Comparison of the reactivities of the compounds (Me3Si)2C(SiMe2OMe)(SiMe2Cl) and (MeOMe2Si)3C(SiMe2Cl). Crystal structure of (MeOMe2Si)3CSiPh2H

Abstract

The relative rates of methanolysis of (MeOMe₂Si)(Me₃Si)₂CSiMe₂Cl (1), (MeOMe₂Si)₂(Me₃Si)CSiMe₂Cl (2) and (MeOMe₂Si)₃CSiMe₂Cl (3) in 1 : 3 v/v MeOH–dioxane at 35 °C have been found to be ca. 1 : 9 : 160. The smallness of the reactivity increases on introduction of the second and third OMe groups on going from 1, to 2, to 3, compared with the >10⁶-fold increase on going from (Me₃Si)₃CSiMe₂Cl to 1, is consistent with a mechanism for methanolysis of 1 involving rate-determining intramolecular displacement of Cl^– by the OMe group.

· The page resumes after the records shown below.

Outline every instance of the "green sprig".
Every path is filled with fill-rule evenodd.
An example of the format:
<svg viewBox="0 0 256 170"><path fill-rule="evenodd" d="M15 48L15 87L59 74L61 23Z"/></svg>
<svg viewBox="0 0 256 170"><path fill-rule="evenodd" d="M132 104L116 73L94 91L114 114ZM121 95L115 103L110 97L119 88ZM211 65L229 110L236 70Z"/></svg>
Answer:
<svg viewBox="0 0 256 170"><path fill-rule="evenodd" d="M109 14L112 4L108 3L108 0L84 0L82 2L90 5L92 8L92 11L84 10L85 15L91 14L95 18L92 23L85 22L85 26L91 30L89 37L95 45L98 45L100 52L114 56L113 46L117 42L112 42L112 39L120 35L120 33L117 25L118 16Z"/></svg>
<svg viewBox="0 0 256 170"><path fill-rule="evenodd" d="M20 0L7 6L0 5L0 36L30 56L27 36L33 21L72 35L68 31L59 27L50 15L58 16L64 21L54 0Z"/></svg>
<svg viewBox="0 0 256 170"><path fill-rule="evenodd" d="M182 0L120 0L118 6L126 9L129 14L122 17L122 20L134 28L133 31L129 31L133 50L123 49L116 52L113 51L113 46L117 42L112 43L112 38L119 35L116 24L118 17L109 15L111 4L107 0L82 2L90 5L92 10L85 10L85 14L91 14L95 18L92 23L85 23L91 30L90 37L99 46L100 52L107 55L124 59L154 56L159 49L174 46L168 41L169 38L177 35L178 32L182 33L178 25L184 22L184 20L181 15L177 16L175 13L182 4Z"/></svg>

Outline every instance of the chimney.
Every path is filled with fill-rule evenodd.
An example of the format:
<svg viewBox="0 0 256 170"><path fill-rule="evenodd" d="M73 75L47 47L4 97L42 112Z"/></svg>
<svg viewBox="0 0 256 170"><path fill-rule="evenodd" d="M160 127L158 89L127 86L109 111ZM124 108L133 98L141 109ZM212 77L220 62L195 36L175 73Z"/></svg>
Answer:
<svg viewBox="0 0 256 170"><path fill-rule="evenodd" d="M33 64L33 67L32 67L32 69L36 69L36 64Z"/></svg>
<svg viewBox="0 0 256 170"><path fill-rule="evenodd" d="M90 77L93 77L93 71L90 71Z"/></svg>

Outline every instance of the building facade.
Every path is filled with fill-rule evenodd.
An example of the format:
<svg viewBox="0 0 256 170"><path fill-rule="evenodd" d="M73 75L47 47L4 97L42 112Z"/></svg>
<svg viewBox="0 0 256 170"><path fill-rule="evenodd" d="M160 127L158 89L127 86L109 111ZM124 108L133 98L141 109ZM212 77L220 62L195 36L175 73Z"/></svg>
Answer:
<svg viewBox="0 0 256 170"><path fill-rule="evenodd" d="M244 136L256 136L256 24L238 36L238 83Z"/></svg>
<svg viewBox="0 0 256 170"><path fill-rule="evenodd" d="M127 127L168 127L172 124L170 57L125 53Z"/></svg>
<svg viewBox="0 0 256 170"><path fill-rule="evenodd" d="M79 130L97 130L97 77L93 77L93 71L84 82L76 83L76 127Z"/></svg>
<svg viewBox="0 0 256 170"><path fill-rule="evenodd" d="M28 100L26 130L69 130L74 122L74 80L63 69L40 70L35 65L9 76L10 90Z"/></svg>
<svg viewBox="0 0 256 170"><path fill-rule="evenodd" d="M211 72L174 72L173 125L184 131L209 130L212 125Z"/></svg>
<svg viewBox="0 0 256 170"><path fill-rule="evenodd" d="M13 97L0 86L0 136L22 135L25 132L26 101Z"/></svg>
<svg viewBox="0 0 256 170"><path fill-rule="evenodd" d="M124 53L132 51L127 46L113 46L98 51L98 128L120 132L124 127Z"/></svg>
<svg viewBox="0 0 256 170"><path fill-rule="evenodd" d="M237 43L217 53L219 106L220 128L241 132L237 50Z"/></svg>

Possible reasons for the rate enhancements by the second and third OMe groups are discussed. In reaction with KSCN in MeCN, a direct bimolecular nucleophilic displacement, 3 is only 11 times as reactive as 1. The hydride (MeOMe₂Si)₃CSiMe₂H reacts more readily than (MeOMe₂Si)(Me₃Si)₂CSiMe₂H with silver salts. The crystal structure of the hydride (MeOMe₂Si)₃CSiPh₂H has been determined, revealing that one OMe group is in an ideal position to carry out (the notional) backside displacement of H^–, and a second such group in a good position to initiate frontside (equatorial) displacement.